Professar uma religião não confere “licença para odiar”. É garantido que
ninguém será privado de direitos por motivo de crença religiosa, salvo se as
invocar para eximir-se de obrigação legal a todos imposta. Em outras palavras, a
pessoa que invoca sua crença como razão para descumprir uma obrigação prevista
em lei pode, sim, ser privada de direitos. O respeito à sexualidade alheia é
uma imposição constitucional, a qual deve ser observada inclusive para fins
religiosos.
Nem seria suficiente se o Estado coibisse somente as ações de violência
física (coisa que já não faz). Também as violências verbais são
inconstitucionais. Mesmo antes de uma prática de discriminação, o preconceito
em si também é crime, previsto em lei. Homossexuais, mais que “tolerados”,
“aceitos” e “admitidos”, devem ser respeitados de verdade em sua diferença, em
sua característica de identidade como ser humano. Assim, fere a dignidade de
alguém lhe dizer que sua identidade é uma passagem para o inferno, que o
exercício de sua liberdade sexual é pecado.
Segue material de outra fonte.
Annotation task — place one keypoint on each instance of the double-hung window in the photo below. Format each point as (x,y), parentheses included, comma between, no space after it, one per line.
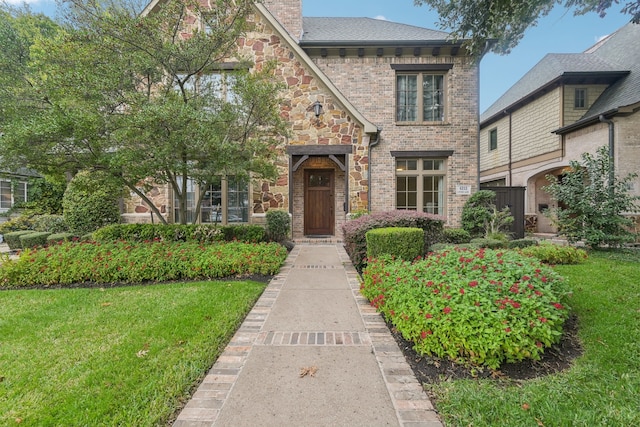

Proponho uma analogia. Se uma religião milenar classificasse “ser negro”
como um pecado, você acha que esse aspecto teria amparo na nossa Constituição
Federal e mereceria proteção jurídica como parte da liberdade religiosa? Ora,
se religiões não podem ser racistas, tampouco podem ser homofóbicas. Não em um
país regulado pelo respeito à liberdade, à igualdade e à solidariedade.
Nenhuma fé afasta o dever de respeitar as demais pessoas, inclusive
quanto às opiniões sobre a homossexualidade. A tradição religiosa que mal julgue
a homossexualidade, nesse aspecto, não conta com a proteção jurídica da
liberdade de crença. Afinal, se ter preconceito é crime, respeitar é um dever
legal.
(*)
Paulo Rená da Silva Santarém é Mestre em
Direito, Estado e Constituição pela Universidade de Brasília, integra o grupo
de pesquisa Cultura Digital e Democracia e dirige o Instituto Beta Para
Internet e Democracia. É fundador do Partido Pirata do Brasil e foi gestor do
projeto de elaboração do Marco Civil da Internet no Ministério da Justiça.